If you have ever created a web application, you know that without the proper procedure to control traffic, your application may be overwhelmed, which causes reaction times, server cracks and poor user experience. Even worse, this can put you at risk of attacks by the Deny of Service (DOS). This is the place where the rate comes to restrict.
In this tutorial, you will create a distributed rate lameer. This is the system you need when your application is deployed to several servers or virtual machines, and you need to impose a global threshold on all incoming requests.
You will create a simple URL shortening application and then enforce a strong rate range for it using a powerful and effective combination of tools:
For your web application and flask.
Repeating requests, Work again as your fast, central data store.
Terfarm and proxamox for description and supply of your virtual machine infrastructure.
Dooker to contain your application for easily deployment.
Nanix as a burden balance to distribute traffic to your app servers.
K6 to load your system and prove that your rate actually acts.
It aims for new developers who learn about different concepts of system design or for experts who want only one refresher.

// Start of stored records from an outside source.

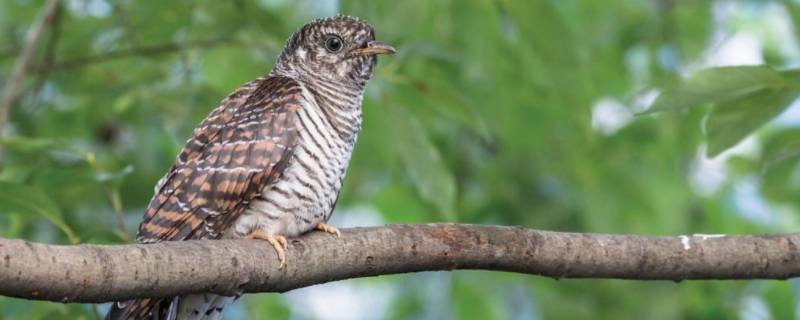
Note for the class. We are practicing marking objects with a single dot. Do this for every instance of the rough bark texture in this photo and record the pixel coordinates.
(96, 273)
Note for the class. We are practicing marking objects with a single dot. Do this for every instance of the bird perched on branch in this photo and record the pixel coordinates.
(268, 162)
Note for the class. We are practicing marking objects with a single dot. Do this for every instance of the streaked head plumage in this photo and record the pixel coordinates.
(340, 48)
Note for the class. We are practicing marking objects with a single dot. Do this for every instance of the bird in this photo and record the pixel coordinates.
(269, 161)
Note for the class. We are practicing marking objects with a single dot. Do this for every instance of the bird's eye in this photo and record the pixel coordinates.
(334, 43)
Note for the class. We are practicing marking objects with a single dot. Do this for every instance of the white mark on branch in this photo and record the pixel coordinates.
(685, 242)
(707, 236)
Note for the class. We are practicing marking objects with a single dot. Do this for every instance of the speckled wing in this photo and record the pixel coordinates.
(242, 147)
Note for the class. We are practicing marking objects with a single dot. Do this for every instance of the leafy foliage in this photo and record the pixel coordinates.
(505, 112)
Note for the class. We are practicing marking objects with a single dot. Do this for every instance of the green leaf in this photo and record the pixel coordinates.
(728, 123)
(718, 85)
(422, 160)
(779, 147)
(29, 200)
(28, 144)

By the end of this guide, you will not only understand the code, but also understand the system architecture required to deploy a scaleable, flexible application.
Let’s start!
Provisions
Although it doesn’t have to follow as well, I will recommend setting up a proxamox server on an old laptop as well as the titles and codes learning with the article. I recommend that YouTube playlist To start, please note that I am not affiliated with this channel in any way. I just got this helpful for me.
However, if you do not have a local proxamox server, you can leave this section and only follow to understand how the rate limit is made and how it is arranged to work properly with multiple servers.
The table of content
Big picture: Our System architecture
Before we dive into the code, let’s look at the architecture we are building. I will use Proxamox Virtual atmosphere Setting the server cluster exactly the way you are in the data center.
How to configure proxamox
Proxmox Virtual Environment An open source platform for virtualization. It allows you to easily manage multiple VMS, ccontainers and other cloths. For example, I turned my old gaming computer into a proximox server, which allows me to run more than 20 virtual machines simultaneously, making it like my own data center. This allows me to experience distributed applications by imitating the data center environment.

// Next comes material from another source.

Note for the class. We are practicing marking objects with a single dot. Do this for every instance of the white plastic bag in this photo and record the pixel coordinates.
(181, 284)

You just need an old computer to set up your cluster. You can download ISO image Here And boot with a USB drive. Once you install it, you can create a host machine through a web browser on another computer on the same network.

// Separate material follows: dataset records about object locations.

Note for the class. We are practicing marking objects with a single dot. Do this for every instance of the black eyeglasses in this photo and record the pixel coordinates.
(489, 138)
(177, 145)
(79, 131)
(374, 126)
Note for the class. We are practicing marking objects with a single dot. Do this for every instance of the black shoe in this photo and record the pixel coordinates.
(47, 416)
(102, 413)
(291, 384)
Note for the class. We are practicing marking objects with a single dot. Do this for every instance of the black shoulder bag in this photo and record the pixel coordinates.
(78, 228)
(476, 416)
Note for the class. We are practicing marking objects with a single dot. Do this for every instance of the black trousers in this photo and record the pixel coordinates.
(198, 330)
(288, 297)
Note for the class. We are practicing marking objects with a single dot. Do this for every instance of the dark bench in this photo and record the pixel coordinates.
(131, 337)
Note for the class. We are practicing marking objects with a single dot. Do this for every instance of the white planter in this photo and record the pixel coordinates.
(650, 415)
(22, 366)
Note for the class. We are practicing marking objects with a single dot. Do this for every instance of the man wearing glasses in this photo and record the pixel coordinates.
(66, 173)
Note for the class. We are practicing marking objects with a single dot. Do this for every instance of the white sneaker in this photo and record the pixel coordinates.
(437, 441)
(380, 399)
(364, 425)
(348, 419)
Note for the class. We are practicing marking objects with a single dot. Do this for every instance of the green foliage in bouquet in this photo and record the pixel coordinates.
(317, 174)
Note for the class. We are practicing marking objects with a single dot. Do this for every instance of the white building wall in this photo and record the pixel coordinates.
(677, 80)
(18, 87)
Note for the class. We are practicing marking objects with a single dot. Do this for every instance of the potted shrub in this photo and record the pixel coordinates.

For example, my proximox is located on the server 10.0.0.108 And I can access it through the browser on my laptop.

We describe all our virtual machines main.tf File and run an easy command terraform apply Rotate these servers. Read more about how to use Terfarm with proximoxes, I recommend this Blog Post
On the issue of our use, we will have some virtual machines that will work as a variety of servers.
A burden baller
A rate limeter (a redis cache)
Two web server
A postgrass database
A virtual machine that will check the load by imitating hundreds of calls per minute.
If all this seems annoying, don’t worry too much about it. You don’t have to decide all this to follow it.
The main rate limit
Since our application will run on numerous servers (or “nodes”), we cannot store the application count on each person on the server. Why? Because each server will have its own separate count, and we will not have one World Rate limit
The solution is to use a central data store so that all our application nodes can access. It comes from here.
Our Setup’s Areogram is:

Consumer requests first hit our nanix load baller.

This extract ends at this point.